Last week, 24 lawmakers from Argentina, Belgium, Brazil, Canada, France, Ireland, Latvia, Singapore and the UK gathered in the British Parliament to grill Facebook on disinformation and fake news. Zuckerberg, who was posting happy family pictures around then, gave them the slip. The questions thrown at the empty chair were fielded by the man beside it, Facebook policy head Richard Allan. But earlier this year, Zuckerberg had to depose before the US Congress, wherein he apologised for the Cambridge Analytica episode. The data-mining firm associated in some way with Trump’s presidential campaign allegedly harvested personal information of 87 million Facebook users illegally and then used it to influence election results. It has been alleged that during the recent Brazilian presidential elections, WhatsApp was used to disseminate mass amounts of fake news with a political agenda. Pichai will also have to appear before the US House Judiciary Committee to respond to accusations of political bias in Google search results.

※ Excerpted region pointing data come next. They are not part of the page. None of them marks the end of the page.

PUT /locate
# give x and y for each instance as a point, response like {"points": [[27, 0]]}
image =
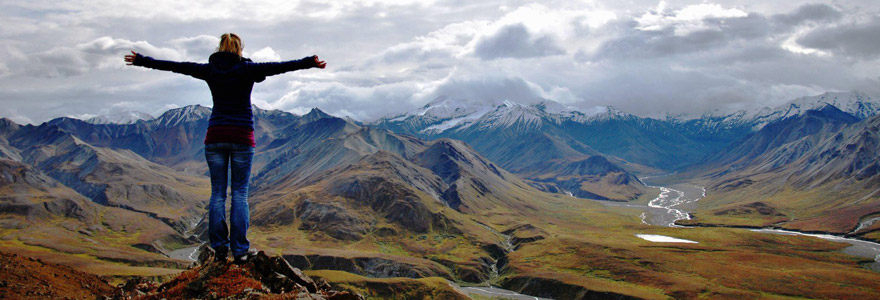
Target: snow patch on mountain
{"points": [[124, 117]]}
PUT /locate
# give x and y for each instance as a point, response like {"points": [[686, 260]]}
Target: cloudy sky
{"points": [[64, 58]]}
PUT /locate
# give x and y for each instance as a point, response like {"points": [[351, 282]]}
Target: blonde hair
{"points": [[230, 42]]}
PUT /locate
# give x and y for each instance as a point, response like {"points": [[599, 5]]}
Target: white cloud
{"points": [[686, 20], [265, 54]]}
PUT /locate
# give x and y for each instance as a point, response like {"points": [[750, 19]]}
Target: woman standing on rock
{"points": [[230, 136]]}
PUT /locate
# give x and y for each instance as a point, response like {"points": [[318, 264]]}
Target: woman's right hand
{"points": [[129, 58], [320, 63]]}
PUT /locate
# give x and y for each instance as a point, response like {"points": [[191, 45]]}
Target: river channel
{"points": [[675, 202]]}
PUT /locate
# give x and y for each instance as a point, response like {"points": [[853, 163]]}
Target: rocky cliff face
{"points": [[263, 277]]}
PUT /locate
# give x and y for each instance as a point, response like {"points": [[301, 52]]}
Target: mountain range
{"points": [[460, 191]]}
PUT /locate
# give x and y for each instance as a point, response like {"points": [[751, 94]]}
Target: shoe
{"points": [[244, 258], [220, 254]]}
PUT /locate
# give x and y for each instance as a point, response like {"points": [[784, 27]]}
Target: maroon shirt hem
{"points": [[230, 134]]}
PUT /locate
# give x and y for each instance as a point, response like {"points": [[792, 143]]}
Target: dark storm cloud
{"points": [[490, 89], [515, 41], [809, 12], [851, 40]]}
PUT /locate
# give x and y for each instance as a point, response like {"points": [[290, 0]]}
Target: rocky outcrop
{"points": [[263, 277]]}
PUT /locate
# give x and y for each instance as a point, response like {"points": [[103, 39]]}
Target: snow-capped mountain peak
{"points": [[124, 117]]}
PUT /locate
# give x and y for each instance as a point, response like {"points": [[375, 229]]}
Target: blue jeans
{"points": [[218, 156]]}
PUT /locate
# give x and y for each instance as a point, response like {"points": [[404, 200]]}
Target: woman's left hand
{"points": [[320, 63], [129, 59]]}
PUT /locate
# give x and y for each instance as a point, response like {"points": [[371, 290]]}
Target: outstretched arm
{"points": [[187, 68], [275, 68]]}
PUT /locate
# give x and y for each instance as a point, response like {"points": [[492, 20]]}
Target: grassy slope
{"points": [[389, 288], [798, 209], [590, 245]]}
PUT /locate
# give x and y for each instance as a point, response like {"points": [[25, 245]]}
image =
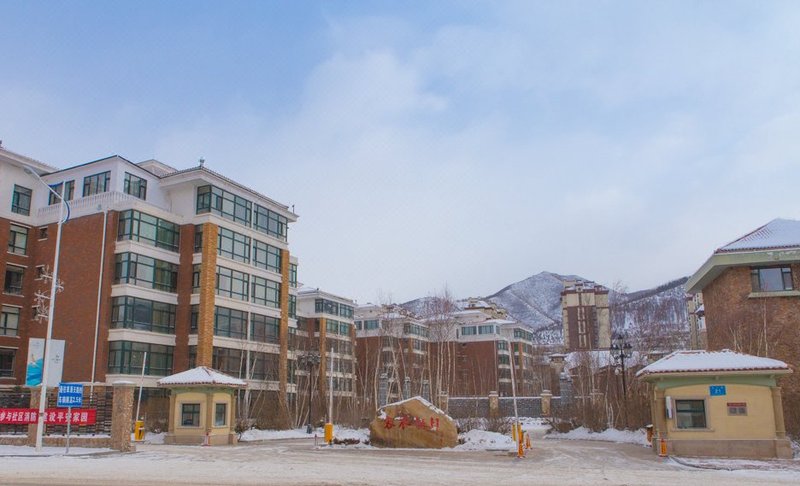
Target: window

If that sounds distant enough for comfort, know this — Facebook regularly publishes transparency reports. These include the number of government requests for user data. The May report showed 22,000-plus requests from India. In 2017, it was 13,613. In the meantime, BJP president Amit Shah told social media volunteers in Kota recently: “It is through social media that we have to form governments... We are capable of delivering any message we want to the public, whether sweet or sour, true or fake.”
The neo lords and their pioneering parents started out with a common dream. The specifics may have been different but it was all about felling information hierarchies, connecting people for people’s sake, and, in the process, giving themselves entire kingdoms to rule over.